Zu Frankreich pflegte Bundeskanzler Konrad Adenauer ganz besondere Kontakte, auch nach dem Scheitern der Europäischen Verteidigungsgemeinschaft Mitte der 50er-Jahre setzte er weiterhin auf gute Beziehungen zum Nachbarland. Er besuchte Staatspräsident Charles de Gaulles zwölf Mal, auch in dessen Privathaus. Zum offiziellen Staatsbesuch aber kam es erst am 2. Juli 1962.

Von Jochen Stöckmann | 02.07.2012
    Reporter:
    "Und hier kommt der Kanzler und wird nun von de Gaulle mit Handschlag begrüßt ..."

    Charles de Gaulle:
    "Jeder hier sieht in Ihnen die historische Persönlichkeit, die sich mitten im Unglück erhoben hat und mitten in den Ruinen, die Ihnen ein Verbrecher eines tyrannischen Regimes übermacht hat."

    Es war ein ganz besonderer Empfang, der Konrad Adenauer am 2. Juli 1962 in Frankreich bereitet wurde. Zwar war der deutsche Bundeskanzler bereits in den 50er-Jahren mehrmals in Paris zu Gast gewesen, aber zum ersten offiziellen Staatsbesuch kam es erst jetzt. Um nämlich dem strengen Protokoll Genüge zu tun, hatte zuvor der deutsche Bundespräsident dem Nachbarland seine Aufwartung machen müssen.
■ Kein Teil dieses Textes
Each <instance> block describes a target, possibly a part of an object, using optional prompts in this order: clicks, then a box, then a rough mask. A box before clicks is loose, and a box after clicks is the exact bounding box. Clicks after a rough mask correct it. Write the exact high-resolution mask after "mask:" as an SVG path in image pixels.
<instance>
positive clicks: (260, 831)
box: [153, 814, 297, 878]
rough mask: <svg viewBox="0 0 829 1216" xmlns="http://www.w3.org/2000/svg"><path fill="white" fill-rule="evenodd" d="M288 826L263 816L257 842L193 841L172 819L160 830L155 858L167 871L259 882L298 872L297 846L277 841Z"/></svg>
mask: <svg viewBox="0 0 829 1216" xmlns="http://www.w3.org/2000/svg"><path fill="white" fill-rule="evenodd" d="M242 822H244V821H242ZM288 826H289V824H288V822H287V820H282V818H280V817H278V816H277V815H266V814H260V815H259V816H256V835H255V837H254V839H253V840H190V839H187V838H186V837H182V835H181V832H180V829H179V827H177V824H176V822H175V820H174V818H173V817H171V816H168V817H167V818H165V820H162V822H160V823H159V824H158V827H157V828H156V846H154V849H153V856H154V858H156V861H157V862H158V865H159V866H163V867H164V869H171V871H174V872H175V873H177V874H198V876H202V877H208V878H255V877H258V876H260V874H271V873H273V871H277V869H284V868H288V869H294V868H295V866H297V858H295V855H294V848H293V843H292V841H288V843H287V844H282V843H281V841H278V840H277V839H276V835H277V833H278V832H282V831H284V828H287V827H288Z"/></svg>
Als Heinrich Lübke im Sommer 1961 nach Frankreich kam, nutzte Staatspräsident Charles de Gaulle diese Gelegenheit sozusagen als "Probelauf": Der General ― auch als Politiker ein umsichtiger Stratege ― bereitete die Bevölkerung mit dem hohen Besuch aus Deutschland auf seine gemeinsam mit Adenauer betriebene Annäherung vor, auf die Versöhnung mit den "Boches", den einstigen Feinden des Zweiten Weltkriegs. Erfolgreich, wie Konrad Adenauer nach seiner Rückkehr am 8. Juli feststellen konnte:

    Konrad Adenauer:
    "Ich habe überall gesehen, auch in den Gesichtern der Menschen, der Männer und der Frauen, dass sie über meinen Besuch und über die ganze Veranstaltung erfreut waren. Ich habe sehr selten, sehr selten, ein böses Gesicht gesehen."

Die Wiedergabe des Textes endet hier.